Новые времена! Ещё десять лет назад товарищи по партии осудили бы Виктора Геннадьевича за аморальное поведение и разложение личности, но в восемьдесят девятом никто не думал возвращаться к пережиткам доперестроечной эпохи.

Появление внебрачного ребенка мужа не только развязало Черновой руки, но и спустя несколько лет после разъезда даровало свободу. Ёлка никогда не думала, что клочок бумаги под названием «свидетельство о расторжении брака» подарит ей столько радости. Она бы не собиралась обременять себя чем-то, кроме каждодневного умственного труда, если бы появление потерянного Рафаловича не поставило её перед выбором: отпустить или крепче завязать? Но всё равно поймает, и при удобном случае надерет хвост. Поминай, как звали твою строптивость и неуживчивый характер!

С возрастом к Черновой пришло острое понимание, что ей слишком часто приходилось терять близких. Она бы просто не смогла снова перенести разлуку с Рафаловичем, как в семьдесят третьем, и, наверное, и поэтому простила того, кого не переставала любить все эти годы.

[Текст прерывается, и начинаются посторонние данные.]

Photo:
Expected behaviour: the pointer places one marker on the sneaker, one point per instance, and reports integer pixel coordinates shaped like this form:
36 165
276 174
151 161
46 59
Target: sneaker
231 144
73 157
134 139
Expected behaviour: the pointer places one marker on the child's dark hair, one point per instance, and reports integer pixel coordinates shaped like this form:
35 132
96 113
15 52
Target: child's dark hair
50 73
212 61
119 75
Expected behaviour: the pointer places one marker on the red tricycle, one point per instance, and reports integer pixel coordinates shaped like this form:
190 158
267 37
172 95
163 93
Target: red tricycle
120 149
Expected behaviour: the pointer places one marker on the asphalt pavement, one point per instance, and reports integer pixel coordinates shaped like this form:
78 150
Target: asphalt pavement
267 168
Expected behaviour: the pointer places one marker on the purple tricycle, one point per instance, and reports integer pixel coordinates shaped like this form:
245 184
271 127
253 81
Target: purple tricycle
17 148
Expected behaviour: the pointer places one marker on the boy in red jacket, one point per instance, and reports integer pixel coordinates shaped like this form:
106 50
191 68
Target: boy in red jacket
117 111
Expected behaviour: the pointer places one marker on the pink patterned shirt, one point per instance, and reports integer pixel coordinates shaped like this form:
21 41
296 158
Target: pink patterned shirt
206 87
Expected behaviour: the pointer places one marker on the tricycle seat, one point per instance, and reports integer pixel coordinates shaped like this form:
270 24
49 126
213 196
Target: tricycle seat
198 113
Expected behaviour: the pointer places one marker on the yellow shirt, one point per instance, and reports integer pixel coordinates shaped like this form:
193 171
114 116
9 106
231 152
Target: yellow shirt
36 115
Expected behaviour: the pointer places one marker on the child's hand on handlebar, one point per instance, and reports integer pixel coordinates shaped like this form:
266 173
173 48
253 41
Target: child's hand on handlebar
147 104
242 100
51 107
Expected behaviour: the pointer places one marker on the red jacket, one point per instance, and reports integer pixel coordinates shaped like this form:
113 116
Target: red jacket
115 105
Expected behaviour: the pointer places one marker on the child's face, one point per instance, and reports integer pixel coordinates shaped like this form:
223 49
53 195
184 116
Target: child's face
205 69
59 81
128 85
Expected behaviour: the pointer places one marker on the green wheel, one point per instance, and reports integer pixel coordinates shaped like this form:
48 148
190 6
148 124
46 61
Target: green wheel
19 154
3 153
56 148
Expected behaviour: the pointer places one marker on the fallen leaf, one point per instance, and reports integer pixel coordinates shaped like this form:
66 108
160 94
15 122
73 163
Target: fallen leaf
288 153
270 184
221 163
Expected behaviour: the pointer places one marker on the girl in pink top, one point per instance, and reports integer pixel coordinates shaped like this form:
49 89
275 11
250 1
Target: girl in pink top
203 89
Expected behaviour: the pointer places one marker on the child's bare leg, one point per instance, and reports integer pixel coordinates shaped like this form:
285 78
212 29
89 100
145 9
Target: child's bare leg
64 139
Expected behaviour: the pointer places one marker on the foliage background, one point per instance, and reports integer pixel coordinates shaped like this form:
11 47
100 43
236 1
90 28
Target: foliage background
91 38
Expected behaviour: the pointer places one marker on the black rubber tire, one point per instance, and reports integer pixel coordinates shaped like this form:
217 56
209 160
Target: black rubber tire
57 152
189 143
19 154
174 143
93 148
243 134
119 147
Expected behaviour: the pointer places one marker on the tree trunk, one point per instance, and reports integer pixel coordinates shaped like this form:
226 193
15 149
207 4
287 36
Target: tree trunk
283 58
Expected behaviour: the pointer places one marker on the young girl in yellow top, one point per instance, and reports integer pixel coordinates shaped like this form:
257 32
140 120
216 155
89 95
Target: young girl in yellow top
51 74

И не думала, что делает неверный шаг, необдуманный и скорый, как выходя замуж за функционера Чернова. Елена долго шла к принятию своей новой реальности, и, сидя за обеденным столом, имеет право улыбаться, зная, что мимика её лица не будет фальшивой.

Тем временем Рафалович балагурил, вернувшись к незатейливому расспросу молодежи о делах в столице, и при каждом удобном случае травя байки про свою флотскую жизнь. Не забывал он и собственные анекдоты, прямо или косвенно касающиеся пятой графы в его паспорте. На сорок третьем году жизни он наконец-то нашел свою истинную аудиторию, а не каких-то пришибленных комсомольцев, которым по долгу деятельности приходилось рассказывать о переменах и перспективах нового экономического курса.

По виду Космоса и Пчёлы, их возрасту и возможностям он предполагал и был уверен, что их занятия далеки от присказок Ёлки про кооператоров и коммерсантов, но все мы на чем-то поднимались… И поэтому Рафалович, держа хорошую мину, и покручивая в ладони выкуренную пачку драгоценного «Беломорканала», чувствовал себя в своей тарелке. Эти, по крайней мере, знали, когда нужно смеяться — реакция хорошая, что похвально…

— А вот, про свадьбу, кстати, Космос, обрати внимание! — Ёлка и Лиза не без удивления переглядываются, видя, как Холмогоров меняется в лице, приготовившись услышать совет о том, как не опьянеть раньше, чем после десятого тоста. — В еврейской семье, когда дочь замуж выдают, знаешь, как происходит все? Знаешь, астронавт ты наш?

— Таки если бы Лизка из ваших была, то я бы там, стопудово не откупился, — не ведающий чьих-то национальных традиций Космос только поводит плечами, одновременно выхватывая из блюдца Лизы обломок печенья, — а пришлось бы по-абрековски — воровать, сразу.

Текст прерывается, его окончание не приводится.